Today in the test when writing hive SQL, notice that we put the order by behind the query, and if there is no field, an error is executed.
He will report the following mistake. In fact, at this time we think about whether it is wrong to write. But take a closer look. There seems to be no mistake.
At this point we may wonder if there is a problem with the order in which the statements are executed in hive. So I add the fields after the order by in the back of the previous select:
Sure enough, after that, there is no problem with execution. This is the time to summarize the order in which the hive statements are executed.
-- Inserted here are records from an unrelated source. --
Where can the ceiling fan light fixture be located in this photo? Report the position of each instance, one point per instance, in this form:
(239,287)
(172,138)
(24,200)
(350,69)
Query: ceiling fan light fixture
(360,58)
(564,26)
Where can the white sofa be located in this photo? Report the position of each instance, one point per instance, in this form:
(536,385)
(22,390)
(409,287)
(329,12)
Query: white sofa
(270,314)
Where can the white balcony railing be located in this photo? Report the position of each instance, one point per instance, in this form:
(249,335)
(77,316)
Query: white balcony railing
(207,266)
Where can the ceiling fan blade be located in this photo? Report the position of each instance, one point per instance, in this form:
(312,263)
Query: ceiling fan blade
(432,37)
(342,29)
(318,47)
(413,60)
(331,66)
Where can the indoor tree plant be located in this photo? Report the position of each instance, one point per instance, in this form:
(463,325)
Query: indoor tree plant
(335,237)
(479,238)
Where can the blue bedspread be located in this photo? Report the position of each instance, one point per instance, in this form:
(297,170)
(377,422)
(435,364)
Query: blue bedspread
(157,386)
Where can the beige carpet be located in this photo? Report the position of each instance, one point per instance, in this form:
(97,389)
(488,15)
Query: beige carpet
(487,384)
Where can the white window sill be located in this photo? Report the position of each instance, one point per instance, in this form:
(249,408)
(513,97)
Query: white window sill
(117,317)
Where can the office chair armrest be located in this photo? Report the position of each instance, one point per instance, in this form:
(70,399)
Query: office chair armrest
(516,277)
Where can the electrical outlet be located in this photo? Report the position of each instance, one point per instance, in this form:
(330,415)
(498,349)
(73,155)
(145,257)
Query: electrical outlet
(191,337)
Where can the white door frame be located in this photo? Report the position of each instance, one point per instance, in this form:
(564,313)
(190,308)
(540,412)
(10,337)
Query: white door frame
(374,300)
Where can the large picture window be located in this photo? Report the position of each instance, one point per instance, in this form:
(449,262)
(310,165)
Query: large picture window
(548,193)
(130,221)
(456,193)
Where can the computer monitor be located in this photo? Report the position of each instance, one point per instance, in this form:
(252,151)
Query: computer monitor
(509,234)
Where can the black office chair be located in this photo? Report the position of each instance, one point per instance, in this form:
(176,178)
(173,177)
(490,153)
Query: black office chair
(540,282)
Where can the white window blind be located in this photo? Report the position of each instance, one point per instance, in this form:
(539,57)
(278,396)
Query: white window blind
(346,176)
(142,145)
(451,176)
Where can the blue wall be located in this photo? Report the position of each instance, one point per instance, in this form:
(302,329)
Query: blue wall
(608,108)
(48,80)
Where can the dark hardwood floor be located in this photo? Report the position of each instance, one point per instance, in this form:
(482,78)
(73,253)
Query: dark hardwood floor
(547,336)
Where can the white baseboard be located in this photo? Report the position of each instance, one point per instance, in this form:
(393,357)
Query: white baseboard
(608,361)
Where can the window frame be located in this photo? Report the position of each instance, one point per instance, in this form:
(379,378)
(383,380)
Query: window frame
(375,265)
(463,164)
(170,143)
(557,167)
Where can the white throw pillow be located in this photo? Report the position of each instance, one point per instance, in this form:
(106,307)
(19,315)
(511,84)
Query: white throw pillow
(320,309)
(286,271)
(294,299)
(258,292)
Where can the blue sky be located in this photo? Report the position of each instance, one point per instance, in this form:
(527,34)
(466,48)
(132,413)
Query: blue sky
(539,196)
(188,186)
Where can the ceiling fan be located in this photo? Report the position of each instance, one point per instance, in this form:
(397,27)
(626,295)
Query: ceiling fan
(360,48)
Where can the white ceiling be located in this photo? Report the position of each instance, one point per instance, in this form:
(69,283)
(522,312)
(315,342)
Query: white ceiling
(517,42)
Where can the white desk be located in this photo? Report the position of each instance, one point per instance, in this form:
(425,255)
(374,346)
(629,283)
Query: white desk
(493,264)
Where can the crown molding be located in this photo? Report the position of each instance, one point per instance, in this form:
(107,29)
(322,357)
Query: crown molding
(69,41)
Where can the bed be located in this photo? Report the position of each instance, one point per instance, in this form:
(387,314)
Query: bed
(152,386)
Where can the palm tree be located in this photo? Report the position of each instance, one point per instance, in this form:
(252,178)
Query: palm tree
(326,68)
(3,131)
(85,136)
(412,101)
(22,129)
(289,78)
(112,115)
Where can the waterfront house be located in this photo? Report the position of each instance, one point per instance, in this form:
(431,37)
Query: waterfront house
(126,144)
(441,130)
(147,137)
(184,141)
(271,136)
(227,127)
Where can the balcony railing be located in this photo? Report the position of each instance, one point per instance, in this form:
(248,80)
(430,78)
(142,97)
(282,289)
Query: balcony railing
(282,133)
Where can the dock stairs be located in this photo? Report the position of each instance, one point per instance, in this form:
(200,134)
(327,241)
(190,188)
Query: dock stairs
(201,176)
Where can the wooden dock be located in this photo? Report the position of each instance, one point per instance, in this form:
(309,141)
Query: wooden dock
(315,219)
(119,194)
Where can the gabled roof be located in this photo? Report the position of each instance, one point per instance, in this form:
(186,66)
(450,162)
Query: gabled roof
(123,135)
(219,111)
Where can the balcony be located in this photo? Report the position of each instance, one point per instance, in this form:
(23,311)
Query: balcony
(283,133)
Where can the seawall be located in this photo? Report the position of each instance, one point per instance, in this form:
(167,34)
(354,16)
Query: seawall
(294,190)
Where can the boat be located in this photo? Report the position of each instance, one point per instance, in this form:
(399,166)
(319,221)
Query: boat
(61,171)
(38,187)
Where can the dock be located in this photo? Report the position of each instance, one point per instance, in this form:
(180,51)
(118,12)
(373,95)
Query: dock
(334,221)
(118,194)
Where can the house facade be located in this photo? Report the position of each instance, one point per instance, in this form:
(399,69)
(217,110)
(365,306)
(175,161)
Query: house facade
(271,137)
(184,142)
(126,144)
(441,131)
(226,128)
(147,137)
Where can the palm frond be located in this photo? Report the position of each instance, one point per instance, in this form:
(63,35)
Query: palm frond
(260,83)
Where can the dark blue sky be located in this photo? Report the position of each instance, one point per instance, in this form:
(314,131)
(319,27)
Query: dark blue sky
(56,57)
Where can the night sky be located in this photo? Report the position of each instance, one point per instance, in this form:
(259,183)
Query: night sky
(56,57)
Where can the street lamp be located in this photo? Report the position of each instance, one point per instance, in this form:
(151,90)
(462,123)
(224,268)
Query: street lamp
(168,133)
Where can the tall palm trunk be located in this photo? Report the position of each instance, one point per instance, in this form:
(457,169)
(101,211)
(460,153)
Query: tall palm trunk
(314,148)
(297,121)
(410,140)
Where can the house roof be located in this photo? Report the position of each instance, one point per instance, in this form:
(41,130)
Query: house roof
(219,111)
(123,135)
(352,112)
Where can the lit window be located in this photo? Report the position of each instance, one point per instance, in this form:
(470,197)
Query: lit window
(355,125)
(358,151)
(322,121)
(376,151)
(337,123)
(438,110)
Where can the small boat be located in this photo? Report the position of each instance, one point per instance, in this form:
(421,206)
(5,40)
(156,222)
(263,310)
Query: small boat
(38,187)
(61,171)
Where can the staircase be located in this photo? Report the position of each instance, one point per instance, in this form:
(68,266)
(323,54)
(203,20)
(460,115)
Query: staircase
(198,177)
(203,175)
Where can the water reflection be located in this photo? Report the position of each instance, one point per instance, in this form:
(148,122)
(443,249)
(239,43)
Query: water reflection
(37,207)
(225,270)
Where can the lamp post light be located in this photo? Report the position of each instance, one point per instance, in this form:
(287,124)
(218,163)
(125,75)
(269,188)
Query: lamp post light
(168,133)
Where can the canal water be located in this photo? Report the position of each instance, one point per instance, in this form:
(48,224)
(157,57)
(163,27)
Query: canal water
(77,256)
The order in which queries are executed in the EXECUTE statement of Hive:
This is a sql:
Select ... from ... .... GROUP by ... having ... order by .....
Execution order:
From ... select ... Group by ... ... have ... order by ..... ...
In fact, the execution order of the summary hive is also a summary of the execution sequence of MapReduce:
The execution order of the MR Program:
Map phase:
1. Perform from load, make table lookup and load
2. Performing a where filter to filter and filter conditions
3. Executing a SELECT query: Filtering for output items
4. Perform GROUP BY grouping: Describes the functions that need to be computed after grouping
5.map file Merge: Map side local Overflow Write file merge operation, each map eventually formed a temporary file. Then map to the corresponding Reducereduce stage by column:
Reduce phase:
1.group by: Group and calculate the data sent over the map side.
2.select: Last filter column for output results
3.limit sorting results output to HDFs file
So by the above example we can see that after SELECTT we will form a table and do the sorting in this table.
The order in which SQL is executed in hive.